The plank exercise has become incredibly popular in gyms everywhere and its a great place to start. Its a simple exercise that teaches the abs and core musculature to brace to keep the spine in a neutral position and act against extension (gravity is trying to pull you down, pulling your spine into to extension or hyperextension, thats why your hips sack when you tire doing a plank, your abdominals can’t adequately brace to resist extension anymore). However the plank has a couple of major drawbacks for golf. Firstly, it is static in nature whilst the golf swing is a highly dynamic movement. Secondly it only teaches muscles to oppose extension forces, whereas the golf swing is a complex movement involving resisting forces from multiple planes simultaneously.

Once proficiency in static stabilisation exercises such as the plank, side plank, etc, has been achieved golfers must develop dynamic stabilisation across a range of movements developing anti-lateral flexion, anti-rotation, anti-extension and anti-flexion.

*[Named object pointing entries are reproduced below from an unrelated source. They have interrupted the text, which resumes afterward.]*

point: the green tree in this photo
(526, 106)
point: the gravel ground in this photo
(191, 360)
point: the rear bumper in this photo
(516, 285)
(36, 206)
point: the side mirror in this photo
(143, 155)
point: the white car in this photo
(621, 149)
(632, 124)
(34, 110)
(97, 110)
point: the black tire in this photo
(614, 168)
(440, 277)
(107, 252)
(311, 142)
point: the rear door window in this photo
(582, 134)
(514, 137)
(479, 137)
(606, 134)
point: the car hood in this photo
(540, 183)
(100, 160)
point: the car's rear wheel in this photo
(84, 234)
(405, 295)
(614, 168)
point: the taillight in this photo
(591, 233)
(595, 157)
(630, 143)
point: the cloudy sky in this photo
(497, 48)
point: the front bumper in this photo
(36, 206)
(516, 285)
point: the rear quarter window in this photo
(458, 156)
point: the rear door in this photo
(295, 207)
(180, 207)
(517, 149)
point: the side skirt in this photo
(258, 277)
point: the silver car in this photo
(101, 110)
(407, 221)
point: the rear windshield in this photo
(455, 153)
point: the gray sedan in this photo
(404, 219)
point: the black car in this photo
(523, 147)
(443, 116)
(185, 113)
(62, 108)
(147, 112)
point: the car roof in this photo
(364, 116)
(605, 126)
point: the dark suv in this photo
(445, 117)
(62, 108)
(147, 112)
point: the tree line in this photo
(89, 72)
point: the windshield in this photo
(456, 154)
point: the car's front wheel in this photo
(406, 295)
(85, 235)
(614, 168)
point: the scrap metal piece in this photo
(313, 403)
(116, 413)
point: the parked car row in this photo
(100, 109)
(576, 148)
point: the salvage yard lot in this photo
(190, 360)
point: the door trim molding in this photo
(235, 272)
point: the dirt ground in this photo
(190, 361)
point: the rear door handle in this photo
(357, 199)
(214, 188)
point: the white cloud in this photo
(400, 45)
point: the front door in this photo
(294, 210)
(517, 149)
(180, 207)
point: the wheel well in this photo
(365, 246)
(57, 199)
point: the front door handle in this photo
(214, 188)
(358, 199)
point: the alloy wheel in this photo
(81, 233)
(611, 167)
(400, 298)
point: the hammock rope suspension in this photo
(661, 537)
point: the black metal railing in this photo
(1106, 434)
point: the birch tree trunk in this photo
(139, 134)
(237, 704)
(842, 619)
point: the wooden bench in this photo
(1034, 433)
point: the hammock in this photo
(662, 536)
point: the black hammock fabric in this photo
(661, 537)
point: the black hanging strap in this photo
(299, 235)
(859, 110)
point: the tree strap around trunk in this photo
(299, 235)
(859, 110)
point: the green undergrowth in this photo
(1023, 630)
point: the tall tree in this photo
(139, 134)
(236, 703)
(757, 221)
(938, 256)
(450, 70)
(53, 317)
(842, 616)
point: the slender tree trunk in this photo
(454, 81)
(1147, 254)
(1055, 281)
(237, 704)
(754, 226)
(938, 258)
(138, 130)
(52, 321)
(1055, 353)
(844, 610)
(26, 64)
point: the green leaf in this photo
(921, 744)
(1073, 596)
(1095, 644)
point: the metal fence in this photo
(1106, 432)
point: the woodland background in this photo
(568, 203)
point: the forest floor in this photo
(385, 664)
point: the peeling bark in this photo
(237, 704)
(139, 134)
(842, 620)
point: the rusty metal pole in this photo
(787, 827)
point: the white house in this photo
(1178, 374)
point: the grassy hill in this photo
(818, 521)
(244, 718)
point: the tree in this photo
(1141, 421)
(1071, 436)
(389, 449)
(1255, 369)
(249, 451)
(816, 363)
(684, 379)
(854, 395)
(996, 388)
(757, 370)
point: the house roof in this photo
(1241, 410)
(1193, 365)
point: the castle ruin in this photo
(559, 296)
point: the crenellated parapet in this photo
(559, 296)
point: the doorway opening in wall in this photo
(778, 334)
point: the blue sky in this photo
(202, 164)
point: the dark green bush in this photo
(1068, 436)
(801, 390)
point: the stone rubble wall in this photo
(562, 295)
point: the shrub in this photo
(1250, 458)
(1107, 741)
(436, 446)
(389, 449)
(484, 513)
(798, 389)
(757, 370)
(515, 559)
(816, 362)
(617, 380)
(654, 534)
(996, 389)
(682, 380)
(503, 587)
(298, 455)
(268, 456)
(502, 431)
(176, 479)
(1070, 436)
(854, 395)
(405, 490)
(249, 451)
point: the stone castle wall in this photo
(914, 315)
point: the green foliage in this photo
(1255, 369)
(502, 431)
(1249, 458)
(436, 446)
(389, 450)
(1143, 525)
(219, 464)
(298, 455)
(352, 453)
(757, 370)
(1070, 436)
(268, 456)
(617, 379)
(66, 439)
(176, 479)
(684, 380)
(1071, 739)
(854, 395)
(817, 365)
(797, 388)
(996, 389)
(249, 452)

The chart below represents a comprehensive ab training protocol that develops these qualities at different levels of ability, simply start at level 1 and continue up the levels as  progress allows.

Slide1

 

*adapted from New Rules Of Lifting Supercharged, by Alwyn Cosgrove and Lou Schuler.

AE = anti-extension

ALF = anti-lateral flexion

HF= hip flexion

AR = anti- rotation

**the quality trained will be altered by which position you choose to carry in.

The exercises here are definitely a case of the more you put in the more you get out, the further you progress the more the movements develop the complex dynamic stabilisation required in the golf swing. The higher level exercises are also done more often from standing which is advantageous, as we don’t swing a golf club lying on the ground (the problem with a lot of ab training for sports in my opinion). Don’t be tempted, however, to start with level 5 exercises as you need competence in the lower level exercises that come before to execute them properly. Get at it and improve your gold and your spinal health.